Content management evolves across sectors

Content management evolves across sectors

Whereas the lion's share of information collected, generated and stored by businesses was once in paper form, the mass digitization of data that has taken place in the past few years has completely revolutionized the realm of content management. Now, companies are largely relying upon a mixture of internally handled solutions and Web-based services to not only protect and store their data, but analyze it and garner intelligence as well. 

In certain industries, this has been a bit more complex and challenging than others, especially those that have to comply with a wider range of regulatory compliance statutes and industry-recognized best practices. Health care and financial services should be the first to jump to mind, but there are certainly others that have come under new types of regulations given the mass spread of digital content management strategies rather than paper-based filing systems. 

However, this is not stopping a wealth of organizations – even those in the most heavily regulated of industries – from trying to balance in-house and outsourced content management, document capture, reporting analytics and other functions. Rather, this type of behavior appears to be accelerating as time goes on, leading many to believe that a more substantial overhaul of policies, practices and strategies will be needed in virtually every organization around. 

A look inside
FierceContentManagement recently reported that medical records management has no doubt boggled a wealth of health care leaders in the past few years, but outsourcing has appeared to be a solution. Whether or not the firms servicing the industry are in compliance with the law rests squarely on the shoulders of the user, in the case being hospitals, insurance companies and the like, but one can only hope that ethical practices are being put forth around every corner. 

According to the news provider, financial advantages of outsourcing certain content management strategies to businesses operating abroad are clear, but there is plenty of cause for concern given the massive challenges involved in modern cybersecurity. What's more, once regulated documents and information begin to cross borders, the matter of compliance becomes a bit trickier, as there still needs to be some form of check and balance system involved in procurement, management and general operations. 

"Currently, there are a lot of outsourced medical services to India and the Philippines," Street Wise's Jacob Maslow told FierceContentManagement. "The primary tasks being outsourced are usually pretty simple. We are talking about medical billing, double-checking medical records, and records management.
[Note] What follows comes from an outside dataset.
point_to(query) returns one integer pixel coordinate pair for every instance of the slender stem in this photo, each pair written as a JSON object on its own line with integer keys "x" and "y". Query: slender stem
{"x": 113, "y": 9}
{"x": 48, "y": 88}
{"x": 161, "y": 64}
Of course, the actual physical examination still has to be done by a physician in the United States."

The source also reached out to Scott Byers regarding his opinion on the matter, as he is the president and chief executive officer of a prominent records management firm in the United States. 

"Outsourcing work to a partner has many valuable benefits for a hospital, but HIPAA obligations remain with the facility, so reasonable steps must be taken to prevent data breaches of patients' medical records," Byers affirmed. "This strategy should serve as the standard hospitals should follow before sharing any information or access with an outsourced partner."

The brass tacks
Now, while there are certainly plenty of economic reasons to take this path, it is yet to be seen whether it is entirely necessary, or could bring on unwarranted and avoidable risk. After all, automation software has dramatically improved the efficiency and cost-effectiveness of document capture, content management, reporting analytics and other core needs within the health care industry and among others to boot. 

The first choice should always be to see if the job can be accomplished using trusted service providers within borders or even internally with the right software.